The first year, all I can say is take it easy and be kind to yourself - it's almost like you live in a dream world, where you hope you wake up and the outcome is different. I only started my journal a year later, but from time to time I would talk to her. I have been for counselling soon after my mom's death and now I am going again cause I need a few sessions. Its nice to sometimes talk to someone who will listen and give advice - but take your time choosing that person as they aren't always suitable for you. And it's okay to have a bad day - Usually just tell people around me that I'm down and they give me space. Do what is comfortable for you. No one can dictate how you should feel or act - that's your choice. be you and don't change because people are tired of seeing you that way - they have no idea what you have gone through until they unfortunately go through it themselves.
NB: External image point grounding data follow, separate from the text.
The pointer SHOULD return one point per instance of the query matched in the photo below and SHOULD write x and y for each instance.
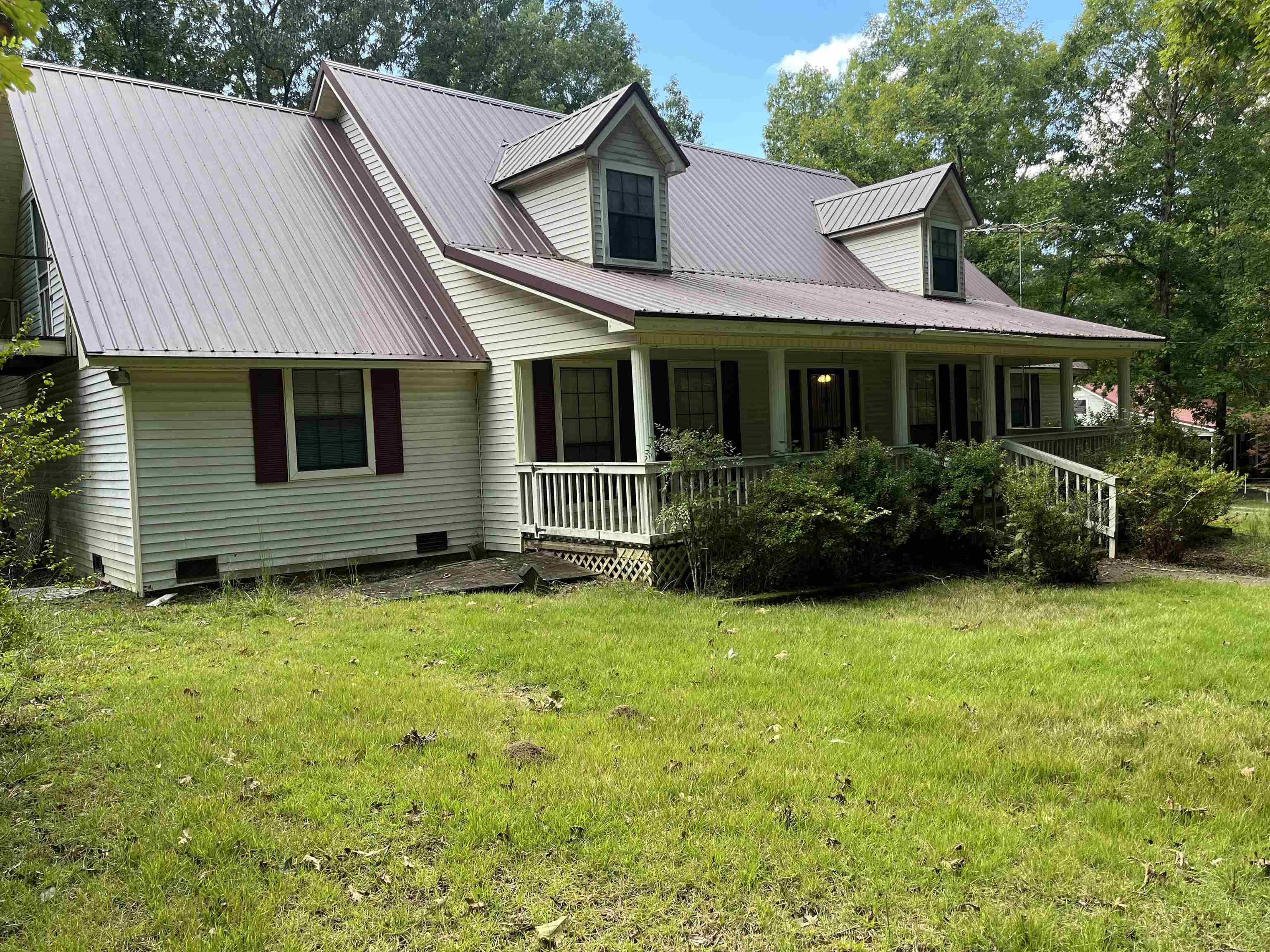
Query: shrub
(1047, 537)
(1164, 500)
(795, 530)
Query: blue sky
(724, 52)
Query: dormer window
(632, 216)
(944, 261)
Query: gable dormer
(596, 182)
(909, 231)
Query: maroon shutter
(730, 386)
(268, 426)
(544, 412)
(625, 412)
(659, 383)
(387, 409)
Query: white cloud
(832, 56)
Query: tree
(677, 112)
(33, 438)
(21, 22)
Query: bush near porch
(967, 766)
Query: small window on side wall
(331, 419)
(944, 261)
(632, 216)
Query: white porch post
(988, 394)
(642, 390)
(1124, 391)
(900, 398)
(778, 402)
(1067, 393)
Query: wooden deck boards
(496, 573)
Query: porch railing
(1077, 445)
(1072, 478)
(627, 502)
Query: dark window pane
(944, 264)
(587, 414)
(331, 419)
(632, 216)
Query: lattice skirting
(664, 566)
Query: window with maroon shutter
(387, 409)
(268, 426)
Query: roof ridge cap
(761, 160)
(167, 87)
(446, 90)
(858, 190)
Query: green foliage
(550, 54)
(1164, 500)
(22, 21)
(1047, 537)
(849, 514)
(797, 530)
(33, 437)
(696, 481)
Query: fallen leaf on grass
(416, 740)
(547, 932)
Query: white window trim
(614, 402)
(930, 258)
(1009, 409)
(294, 473)
(717, 366)
(658, 225)
(806, 395)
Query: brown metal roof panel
(736, 298)
(192, 224)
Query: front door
(827, 407)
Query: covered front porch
(590, 478)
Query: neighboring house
(411, 319)
(1096, 403)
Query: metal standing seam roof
(883, 201)
(630, 294)
(575, 133)
(745, 240)
(191, 224)
(732, 214)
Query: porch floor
(496, 573)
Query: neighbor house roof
(575, 134)
(190, 224)
(886, 201)
(628, 294)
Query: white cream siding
(945, 210)
(561, 207)
(197, 493)
(97, 517)
(628, 145)
(895, 254)
(511, 325)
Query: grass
(971, 766)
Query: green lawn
(968, 766)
When it gets to much, just remember to breathe!
I plan to start a journal too. The shock was so tough that I have just not been able to do much this first year. Good one Tans and thanks for posting as it gives a really good perspective.
Casey, I totally get what you are saying. My mom was my best friend and she has now passed three and a half years. There is not a day that I don't think about her. In fact there are days where I actually forget that she isn't here anymore, especially if I see something in the shop that she would have loved or if there is a story that I know only she would get. Sometimes yes time makes it easier. Don't ever listen to people who tell you just to get over it or enough already. You will learn who your real friends are. Never forget her and try and think of all the good times together - it sometimes makes it a little easier to get through the day. One thing that helped me as to write in a journal like you would write a letter to her - yes the emotions are there but it's on paper. Each person's experience will be different and for some its easier others will be harder and if you can talk to people about her. She might not be here but remember that she is part of you. You are not alone! Hugs!!!!
Wendy, thanks for responding. I can function too, in a way. I think it is mostly because I've gotten more used to mom not coming back. I am using comfort food, internet and many distractions to get on everyday , I am not really successful. When I am alone with my own thoughts, I always just want to cry. Like you said, I just don't see how time can change anything, the sense of loss is so enormous I am just going with the motion. If i didnt have any other family members (who cannot even remotely come close to the closeness i shared with my mother) I would have just ended it all.